I also have learned that God must be first in my life. I have neglected my relationship with him and have used my family as an excuse. How hard it is to rise up even earlier to read his word or stay up later to read and pray, yep those are my excuses. And they can be considered valid but they are not. God comes first and I must take the time for him, I must renew my spirit and mind. What a difference in the day when I take time for God first and serve him putting my self on the back burner...to die to self!
Here is the prayer I say every morning and night:
Almighty God, unto whom all hearts are open, all desires known, and from whom no secrets are hid; cleanse the thoughts of our hearts by the inspiration of the Holy Spirit, that we may perfectly love thee, and worthily magnify they holy name: through Christ our Lord.
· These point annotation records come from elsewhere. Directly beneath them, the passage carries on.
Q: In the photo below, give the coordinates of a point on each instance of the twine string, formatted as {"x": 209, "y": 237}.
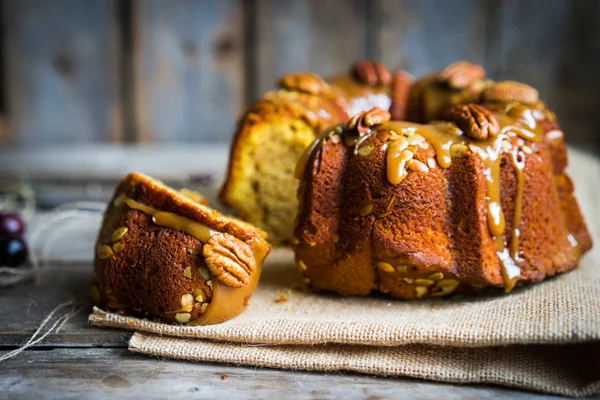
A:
{"x": 72, "y": 307}
{"x": 47, "y": 230}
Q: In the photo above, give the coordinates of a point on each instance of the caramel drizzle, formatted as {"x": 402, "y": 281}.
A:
{"x": 319, "y": 141}
{"x": 227, "y": 302}
{"x": 515, "y": 120}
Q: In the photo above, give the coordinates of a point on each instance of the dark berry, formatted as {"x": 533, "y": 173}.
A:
{"x": 11, "y": 225}
{"x": 13, "y": 251}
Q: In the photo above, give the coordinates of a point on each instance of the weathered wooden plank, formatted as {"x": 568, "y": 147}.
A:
{"x": 115, "y": 373}
{"x": 324, "y": 37}
{"x": 555, "y": 47}
{"x": 188, "y": 60}
{"x": 24, "y": 306}
{"x": 91, "y": 172}
{"x": 423, "y": 36}
{"x": 62, "y": 76}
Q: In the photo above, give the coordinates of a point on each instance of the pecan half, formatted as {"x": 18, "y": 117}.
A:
{"x": 229, "y": 259}
{"x": 304, "y": 82}
{"x": 362, "y": 122}
{"x": 476, "y": 121}
{"x": 461, "y": 74}
{"x": 401, "y": 84}
{"x": 509, "y": 91}
{"x": 372, "y": 72}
Amen
As for Ken, he is a blessing to me beyond words. He has been the "rock" for our family during this difficult time. He misses Hezekiah just as much as the rest of us. Hezekiah has softened his heart and made him a better man. I think I should let him share those details but he is doing well. He works hard to provide for us and comes home ready to serve some more. Truly, the children and I are blessed. I love my husband more and more with each passing day!
The children each miss Hezekiah and have dealt with the loss differently. Some have showed signs of stress just as I have as they tend to hold things in. I have been sharing the scriptures my Pastor has given to me and share my heart with them and it is helping. Others speak openly of their feelings and often talk of their pain and ask many questions. All of the children cry at times for him, and their tears make my heart ache even more if that is possible. There are many pictures drawn for him and his name is mentioned at least once a day. The little girls have pictures of him all the time carrying them around. Sunday was my first time back at church and things went great until my 5 year old sat beside me after communion and had his picture in her hand. I about lost it and wanted her to put the picture away. But, I reminded myself that it is her way of dealing with loosing him. I love when they sit and sing while looking at his picture, it melts and breaks my heart at the same time. I think we all are doing ok, grieving together and learning how to move on yet remember our precious son/brother.
As we still question why, we have peace, we have hope, and we have the assurance that God has a plan and a purpose beyond what we can imagine.